Joan Rivers – A Piece of Work

This highly informative documentary looks at the diverse career of the popular comedian and former Broadway star.

Joan Rivers in Joan Rivers - A Piece of Work
(© Charles Miller/IFC Films)
Joan Rivers in Joan Rivers – A Piece of Work
(© Charles Miller/IFC Films)

Filmmakers Annie Sundberg and Ricki Stern have covered everything from genocide in Darfur to a case involving rape and murder, but for their latest and highly informative documentary, Joan Rivers: A Piece of Work, the two women spent nearly a year and a half with the still sharp-witted/tongued septuagenarian, to find out what drives well-to-do grandmother to stay onstage and in the public eye. Rivers, not surprisingly, has the answer. “I am a performer. When I am on stage, it is the only time I am truly happy,” she says.

From the opening moments of Rivers — in a tight, absolutely frightening close-up of her bare naked, early morning face — it’s clear that Sundberg and Stern seem to have been given total access to both the star and her friends and family. Rivers, who comments on herself and her life all through the film, is the talkiest talking head in a series that includes her heiress apparent, Kathy Griffin, and other comic icons like Lily Tomlin and Don Rickles, who is even older than Joan and twice as insulting. But Joan can handle hecklers as well as Rickles any day. When a patron takes issue with her Helen Keller riff (“She was a quiet child”) Joan quickly wins back her Wisconsin audience.

On the more personal side, there are scenes of Rivers not connecting very well with her daughter Melissa, while also showing great affection for her grandson Edgar (called Cooper) — who was named for Joan’s husband, Edgar Rosenberg, who committed suicide. In fact, Rivers’ story contains just about every Lifetime Channel woman’s movie trope about re-inventing one’s life. The only difference is she makes jokes about it all in front of any size audience that will hire her.

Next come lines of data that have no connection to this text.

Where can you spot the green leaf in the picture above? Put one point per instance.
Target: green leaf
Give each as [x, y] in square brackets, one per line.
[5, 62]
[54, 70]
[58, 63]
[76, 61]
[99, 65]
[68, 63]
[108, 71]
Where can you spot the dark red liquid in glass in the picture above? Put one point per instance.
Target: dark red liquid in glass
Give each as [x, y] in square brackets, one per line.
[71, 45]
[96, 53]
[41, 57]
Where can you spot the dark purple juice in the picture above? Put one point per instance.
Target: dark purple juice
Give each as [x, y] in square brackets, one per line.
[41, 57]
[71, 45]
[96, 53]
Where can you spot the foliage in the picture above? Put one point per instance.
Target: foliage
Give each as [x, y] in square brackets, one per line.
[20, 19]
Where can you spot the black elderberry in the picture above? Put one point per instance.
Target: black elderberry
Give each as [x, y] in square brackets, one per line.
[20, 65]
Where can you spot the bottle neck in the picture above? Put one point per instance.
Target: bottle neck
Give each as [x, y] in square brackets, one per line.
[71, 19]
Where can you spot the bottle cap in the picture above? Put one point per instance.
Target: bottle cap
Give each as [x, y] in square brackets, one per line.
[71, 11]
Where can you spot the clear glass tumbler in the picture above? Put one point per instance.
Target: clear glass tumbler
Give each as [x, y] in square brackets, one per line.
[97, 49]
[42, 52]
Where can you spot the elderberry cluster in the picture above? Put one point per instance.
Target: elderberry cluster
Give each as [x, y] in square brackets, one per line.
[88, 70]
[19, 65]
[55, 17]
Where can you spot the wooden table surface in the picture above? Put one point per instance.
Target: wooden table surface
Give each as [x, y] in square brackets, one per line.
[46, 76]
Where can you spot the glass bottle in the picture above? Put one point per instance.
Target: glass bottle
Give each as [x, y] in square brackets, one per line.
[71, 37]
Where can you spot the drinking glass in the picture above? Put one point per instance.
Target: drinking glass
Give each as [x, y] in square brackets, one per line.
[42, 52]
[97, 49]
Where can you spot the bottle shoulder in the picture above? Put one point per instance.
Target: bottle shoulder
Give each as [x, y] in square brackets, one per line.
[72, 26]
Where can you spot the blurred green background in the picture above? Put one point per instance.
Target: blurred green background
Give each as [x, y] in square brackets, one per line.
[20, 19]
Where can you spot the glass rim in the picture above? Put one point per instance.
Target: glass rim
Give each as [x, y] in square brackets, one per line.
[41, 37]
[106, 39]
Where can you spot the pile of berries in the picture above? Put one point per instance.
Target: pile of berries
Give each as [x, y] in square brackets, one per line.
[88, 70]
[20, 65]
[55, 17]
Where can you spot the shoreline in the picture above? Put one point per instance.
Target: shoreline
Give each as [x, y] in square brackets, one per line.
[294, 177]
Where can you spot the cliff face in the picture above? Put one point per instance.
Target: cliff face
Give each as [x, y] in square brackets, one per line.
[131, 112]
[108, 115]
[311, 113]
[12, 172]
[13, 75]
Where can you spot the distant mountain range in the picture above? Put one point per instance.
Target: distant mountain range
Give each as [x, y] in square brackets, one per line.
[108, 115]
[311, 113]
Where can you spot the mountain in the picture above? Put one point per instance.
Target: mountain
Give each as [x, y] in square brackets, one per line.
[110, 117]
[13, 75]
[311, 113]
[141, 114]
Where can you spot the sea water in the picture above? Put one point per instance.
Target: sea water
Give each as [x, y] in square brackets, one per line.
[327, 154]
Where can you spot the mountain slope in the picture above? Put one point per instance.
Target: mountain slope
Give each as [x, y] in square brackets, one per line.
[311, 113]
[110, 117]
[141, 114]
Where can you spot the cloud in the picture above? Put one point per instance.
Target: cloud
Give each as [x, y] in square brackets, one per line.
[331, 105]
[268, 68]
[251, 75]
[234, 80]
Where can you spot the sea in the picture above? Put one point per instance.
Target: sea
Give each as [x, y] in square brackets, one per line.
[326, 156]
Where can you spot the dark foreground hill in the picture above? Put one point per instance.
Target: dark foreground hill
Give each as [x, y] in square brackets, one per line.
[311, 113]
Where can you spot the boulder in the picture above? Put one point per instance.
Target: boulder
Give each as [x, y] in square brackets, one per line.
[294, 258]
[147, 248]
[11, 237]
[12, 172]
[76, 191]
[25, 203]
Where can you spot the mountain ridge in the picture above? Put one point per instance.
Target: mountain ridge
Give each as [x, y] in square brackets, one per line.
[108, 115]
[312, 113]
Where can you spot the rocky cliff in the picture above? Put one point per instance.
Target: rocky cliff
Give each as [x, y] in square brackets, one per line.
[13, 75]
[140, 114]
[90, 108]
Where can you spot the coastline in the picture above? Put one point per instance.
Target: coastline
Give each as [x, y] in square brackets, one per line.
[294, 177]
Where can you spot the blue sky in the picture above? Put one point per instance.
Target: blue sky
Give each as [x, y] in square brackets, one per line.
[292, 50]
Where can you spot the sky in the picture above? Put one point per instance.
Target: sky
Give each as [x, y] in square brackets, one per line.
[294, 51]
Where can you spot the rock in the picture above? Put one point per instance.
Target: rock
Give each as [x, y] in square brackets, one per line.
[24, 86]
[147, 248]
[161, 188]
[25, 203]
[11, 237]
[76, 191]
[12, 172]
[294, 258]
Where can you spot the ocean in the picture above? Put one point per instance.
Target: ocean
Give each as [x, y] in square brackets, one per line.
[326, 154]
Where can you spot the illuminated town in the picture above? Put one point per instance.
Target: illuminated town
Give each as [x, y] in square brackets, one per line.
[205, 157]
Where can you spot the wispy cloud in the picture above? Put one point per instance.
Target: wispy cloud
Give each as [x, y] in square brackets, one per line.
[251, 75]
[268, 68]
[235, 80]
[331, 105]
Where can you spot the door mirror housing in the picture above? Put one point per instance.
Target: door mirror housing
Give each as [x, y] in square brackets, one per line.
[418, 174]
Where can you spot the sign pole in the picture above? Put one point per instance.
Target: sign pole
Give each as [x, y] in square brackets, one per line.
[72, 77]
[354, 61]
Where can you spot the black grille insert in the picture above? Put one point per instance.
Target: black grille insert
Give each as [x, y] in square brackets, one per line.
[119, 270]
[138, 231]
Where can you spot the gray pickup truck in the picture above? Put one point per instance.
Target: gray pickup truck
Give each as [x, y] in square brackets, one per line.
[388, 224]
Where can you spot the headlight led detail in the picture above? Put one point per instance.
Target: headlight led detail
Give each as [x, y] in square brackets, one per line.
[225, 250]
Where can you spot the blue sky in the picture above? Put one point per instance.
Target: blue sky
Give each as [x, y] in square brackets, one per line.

The brainy daughter of middle-class Russian immigrants, Rivers graduated from Barnard College but chose the almost impossible-for-a-female-in-those-days world of comedy. Rivers’ original irreverent style showed only hints of the potty-mouthed, botox-browed granny she would become, but it gained her incredible popularity as she went from guest starring on the Ed Sullivan show (while still wearing her original sort-of-cute face), to guest hosting The Tonight Show in Johnny Carson’s absence. She even got her own gig as the only nighttime female talk show host — but at the cost of Carson’s friendship.

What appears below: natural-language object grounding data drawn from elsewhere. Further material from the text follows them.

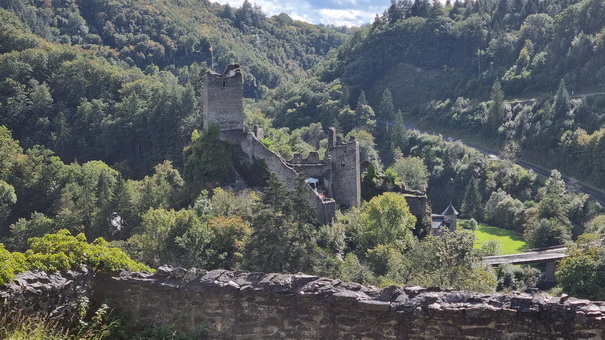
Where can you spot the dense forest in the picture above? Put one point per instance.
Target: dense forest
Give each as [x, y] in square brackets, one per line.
[100, 116]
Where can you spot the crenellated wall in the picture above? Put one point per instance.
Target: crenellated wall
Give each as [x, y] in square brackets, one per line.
[325, 208]
[242, 305]
[222, 99]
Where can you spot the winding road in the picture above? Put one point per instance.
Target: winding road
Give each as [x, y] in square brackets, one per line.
[594, 193]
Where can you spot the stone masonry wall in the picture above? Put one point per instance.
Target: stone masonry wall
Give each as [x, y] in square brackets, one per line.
[325, 208]
[223, 99]
[242, 305]
[346, 174]
[58, 296]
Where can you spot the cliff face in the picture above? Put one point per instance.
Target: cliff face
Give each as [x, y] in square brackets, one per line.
[241, 305]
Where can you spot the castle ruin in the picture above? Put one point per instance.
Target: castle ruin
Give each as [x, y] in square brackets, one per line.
[334, 179]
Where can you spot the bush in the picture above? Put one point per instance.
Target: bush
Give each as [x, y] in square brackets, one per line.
[10, 264]
[62, 251]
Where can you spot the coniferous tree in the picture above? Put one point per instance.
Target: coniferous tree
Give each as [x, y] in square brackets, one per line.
[472, 203]
[496, 111]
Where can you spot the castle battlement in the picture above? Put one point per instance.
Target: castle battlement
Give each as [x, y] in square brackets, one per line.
[338, 176]
[223, 99]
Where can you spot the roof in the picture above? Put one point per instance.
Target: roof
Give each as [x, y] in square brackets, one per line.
[311, 180]
[437, 221]
[450, 211]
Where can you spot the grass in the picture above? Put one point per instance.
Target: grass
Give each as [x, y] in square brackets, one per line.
[512, 242]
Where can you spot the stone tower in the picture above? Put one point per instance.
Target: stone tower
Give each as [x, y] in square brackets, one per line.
[346, 170]
[450, 217]
[223, 96]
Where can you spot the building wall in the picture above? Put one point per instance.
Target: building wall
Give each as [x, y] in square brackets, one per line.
[346, 174]
[325, 209]
[223, 102]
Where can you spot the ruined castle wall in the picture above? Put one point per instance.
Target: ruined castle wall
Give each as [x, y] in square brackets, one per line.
[223, 102]
[346, 174]
[242, 305]
[251, 146]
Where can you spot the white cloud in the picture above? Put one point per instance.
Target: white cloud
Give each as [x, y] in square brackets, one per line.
[345, 17]
[335, 12]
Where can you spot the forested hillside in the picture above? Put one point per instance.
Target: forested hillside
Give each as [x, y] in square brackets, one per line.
[100, 110]
[527, 76]
[119, 80]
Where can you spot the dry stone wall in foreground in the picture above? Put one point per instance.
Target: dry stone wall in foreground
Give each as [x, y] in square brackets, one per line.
[242, 305]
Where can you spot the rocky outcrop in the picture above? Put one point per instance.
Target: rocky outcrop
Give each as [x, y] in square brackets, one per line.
[57, 296]
[242, 305]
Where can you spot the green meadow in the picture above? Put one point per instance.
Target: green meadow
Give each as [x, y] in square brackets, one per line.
[512, 242]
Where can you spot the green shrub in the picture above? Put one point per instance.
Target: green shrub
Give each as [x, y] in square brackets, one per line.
[62, 251]
[10, 264]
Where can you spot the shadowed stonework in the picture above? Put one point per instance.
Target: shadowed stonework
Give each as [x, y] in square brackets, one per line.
[241, 305]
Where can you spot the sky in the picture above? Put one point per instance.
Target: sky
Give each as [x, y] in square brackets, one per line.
[335, 12]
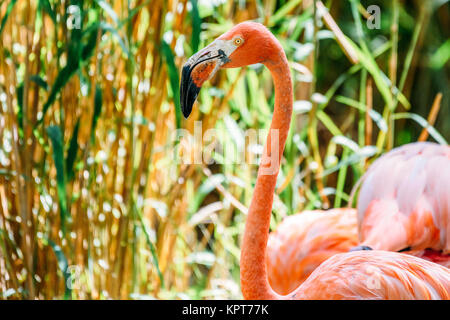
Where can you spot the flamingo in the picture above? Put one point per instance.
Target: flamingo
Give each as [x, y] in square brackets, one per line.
[370, 274]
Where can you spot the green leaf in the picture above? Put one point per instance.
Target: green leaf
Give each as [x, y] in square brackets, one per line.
[205, 188]
[149, 242]
[47, 7]
[196, 26]
[424, 123]
[54, 132]
[63, 265]
[98, 98]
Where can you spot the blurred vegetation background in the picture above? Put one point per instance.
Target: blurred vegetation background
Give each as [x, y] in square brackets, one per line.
[94, 205]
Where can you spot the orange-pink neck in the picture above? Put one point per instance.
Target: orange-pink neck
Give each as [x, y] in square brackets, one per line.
[254, 282]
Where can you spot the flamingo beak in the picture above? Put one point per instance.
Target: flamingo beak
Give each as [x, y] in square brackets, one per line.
[200, 67]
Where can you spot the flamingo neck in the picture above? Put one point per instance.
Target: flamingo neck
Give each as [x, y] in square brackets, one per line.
[254, 282]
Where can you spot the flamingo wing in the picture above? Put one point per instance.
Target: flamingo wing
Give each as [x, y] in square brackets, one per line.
[376, 275]
[404, 201]
[303, 241]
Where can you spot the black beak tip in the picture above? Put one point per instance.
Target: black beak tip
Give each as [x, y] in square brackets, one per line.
[359, 248]
[188, 91]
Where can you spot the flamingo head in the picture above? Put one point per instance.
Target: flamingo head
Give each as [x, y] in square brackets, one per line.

Further along the way she garnered a Tony Award nomination for the Broadway show, Sally Marr and her Escorts; lost all her money to crooked business partners; has hawked jewelry and makeup on QVC; written several very funny, self-help books; and even won NBC’s The Celebrity Apprentice. She’s also written and starred in a one woman show called Joan Rivers: A Work in Progress by a Life in Progress in L.A. and Edinburg that she hoped to bring to Broadway, but the film shows her reading some bad reviews and deciding to fold that tent.

No matter what happens to her, however, not only will Rivers likely talk about it or write about it, but her particular brand of humor remains intact. On her return to her Park Avenue mini-Versailles, gilt encrusted apartment, Rivers cracks, “This is where Marie Antoinette would live if she had money.”

Depending on your own point of view of Rivers, the film is either a celebration of her longevity or a cautionary tale to younger performers starting out — or perhaps something in the middle. On the Comedy Central Joan Rivers Roast, even as the younger women comics savaged her, they each praised her ground-breaking career and her take-no-prisoners attitude.